Moveo crawler IP addresses:
18.192.167.15018.198.233.2203.66.239.254
- Cloudflare
- Akamai
- AWS CloudFront / WAF
- Other
- Log in to your Cloudflare dashboard.
- Select your domain.
- Go to Security → WAF → Tools.
- Under IP Access Rules, add each of the three IP addresses above with the action set to Allow.
- Log in to the Akamai Control Center.
- Navigate to Security → IP/Geo Firewall (or your WAF configuration).
- Add the three IP addresses above to your allowlist.
- If using Bot Manager, create an exception rule for these IPs under Transactional Endpoints or Custom Bot Categories.
- Open the AWS WAF console.
- Create or edit an IP set with the three IP addresses above.
- Add a Rule to your Web ACL that matches the IP set and sets the action to Allow.
- Ensure this rule has a higher priority than any blocking rules.
If you use a different WAF or CDN provider (Imperva, Fastly, etc.), add the three IP addresses listed above to your allowlist or create an equivalent bypass rule.
Frequently asked questions
-
What file types are excluded during ingestion?

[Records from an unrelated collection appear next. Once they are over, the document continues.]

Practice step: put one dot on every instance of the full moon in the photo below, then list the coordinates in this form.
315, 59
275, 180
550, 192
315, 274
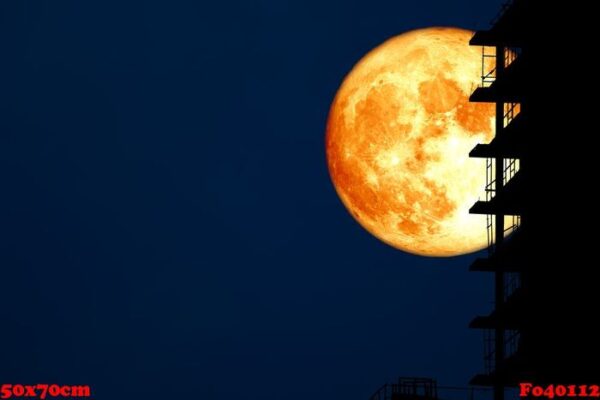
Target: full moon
398, 138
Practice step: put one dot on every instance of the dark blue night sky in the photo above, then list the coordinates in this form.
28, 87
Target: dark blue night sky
168, 226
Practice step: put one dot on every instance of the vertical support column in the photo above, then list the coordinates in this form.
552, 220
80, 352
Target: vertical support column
499, 233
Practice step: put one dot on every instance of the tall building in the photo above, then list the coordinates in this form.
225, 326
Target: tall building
539, 329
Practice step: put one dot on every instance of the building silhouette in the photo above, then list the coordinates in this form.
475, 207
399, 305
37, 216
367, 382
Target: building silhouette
542, 327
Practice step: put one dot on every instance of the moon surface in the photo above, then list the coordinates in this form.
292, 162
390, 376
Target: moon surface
398, 137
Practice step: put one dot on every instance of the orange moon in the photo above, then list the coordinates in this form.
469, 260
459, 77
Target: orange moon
398, 138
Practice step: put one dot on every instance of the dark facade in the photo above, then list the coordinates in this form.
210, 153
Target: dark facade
539, 329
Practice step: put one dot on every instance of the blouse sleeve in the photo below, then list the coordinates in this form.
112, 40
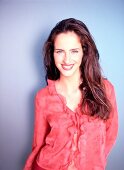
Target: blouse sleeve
112, 122
40, 130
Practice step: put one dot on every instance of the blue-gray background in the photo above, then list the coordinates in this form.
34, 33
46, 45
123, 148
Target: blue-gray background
24, 26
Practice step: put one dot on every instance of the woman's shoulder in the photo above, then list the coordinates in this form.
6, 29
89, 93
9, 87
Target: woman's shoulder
42, 92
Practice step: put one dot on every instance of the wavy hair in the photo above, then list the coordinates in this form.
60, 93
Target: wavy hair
92, 87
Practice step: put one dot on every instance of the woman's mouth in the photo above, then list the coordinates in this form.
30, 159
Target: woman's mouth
67, 66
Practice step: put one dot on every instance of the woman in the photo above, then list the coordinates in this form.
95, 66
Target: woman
76, 119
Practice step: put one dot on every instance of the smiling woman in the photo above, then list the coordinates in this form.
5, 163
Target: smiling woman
76, 120
68, 54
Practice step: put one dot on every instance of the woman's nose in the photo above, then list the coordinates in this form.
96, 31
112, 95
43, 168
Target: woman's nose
67, 57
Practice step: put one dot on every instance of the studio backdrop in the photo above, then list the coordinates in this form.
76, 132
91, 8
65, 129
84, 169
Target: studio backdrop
24, 26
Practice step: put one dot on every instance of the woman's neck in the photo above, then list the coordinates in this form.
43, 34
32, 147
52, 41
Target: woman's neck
68, 84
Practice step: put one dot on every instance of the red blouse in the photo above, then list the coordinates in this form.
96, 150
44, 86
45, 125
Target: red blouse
68, 140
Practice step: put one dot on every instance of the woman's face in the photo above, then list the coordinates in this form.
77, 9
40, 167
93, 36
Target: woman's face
68, 54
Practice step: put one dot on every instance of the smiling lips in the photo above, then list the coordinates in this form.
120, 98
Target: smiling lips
67, 66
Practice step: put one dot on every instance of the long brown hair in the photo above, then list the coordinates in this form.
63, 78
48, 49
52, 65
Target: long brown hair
92, 87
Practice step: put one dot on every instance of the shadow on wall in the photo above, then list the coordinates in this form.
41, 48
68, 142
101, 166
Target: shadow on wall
39, 66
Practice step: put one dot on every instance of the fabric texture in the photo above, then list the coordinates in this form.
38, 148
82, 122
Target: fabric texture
68, 140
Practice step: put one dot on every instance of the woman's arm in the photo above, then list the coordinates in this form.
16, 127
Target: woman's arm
41, 127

The crawler ignores files with extensions PNG, JPG, JPEG, GIF, PDF, CSS, and JS. -
Can I force the crawler to follow links from Single URLs?
No. Single URLs are crawled in isolation; the crawler does not follow any further links from them. -
Is there a way to view the status of my crawl?
Yes. Open the Ingestion Report, which outlines the process duration, URL issues, and any potential errors. -
How can I block the crawler from certain sections of my site?
You can list the paths or pages to be excluded under Excluded URLs. The crawler will ignore any URLs or subdirectories specified there. -
Can I use a sitemap for just one part of my webpage?
Absolutely. Point the crawler to any sitemap URL relevant to the sections you want to crawl. -
How do I resolve issues with my CDN or WAF blocking the crawler? Allowlist the Moveo crawler IP addresses in your CDN or WAF settings. See the Troubleshooting section above for step-by-step instructions.
-
What happens if a URL is both in Seed URLs and Excluded URLs?
Excluded URLs take precedence. Any URL listed in Excluded URLs (or its subdirectories) will not be crawled. -
How can I integrate this with a site protected by login credentials?
At the moment, Moveo's crawler does not support authentication. You must provide publicly accessible URLs to be crawled. -
Does Moveo process JavaScript on my webpage?
Currently, the crawler focuses on static HTML content. If your webpage relies heavily on JavaScript for rendering, consider providing static versions of critical content for more complete indexing.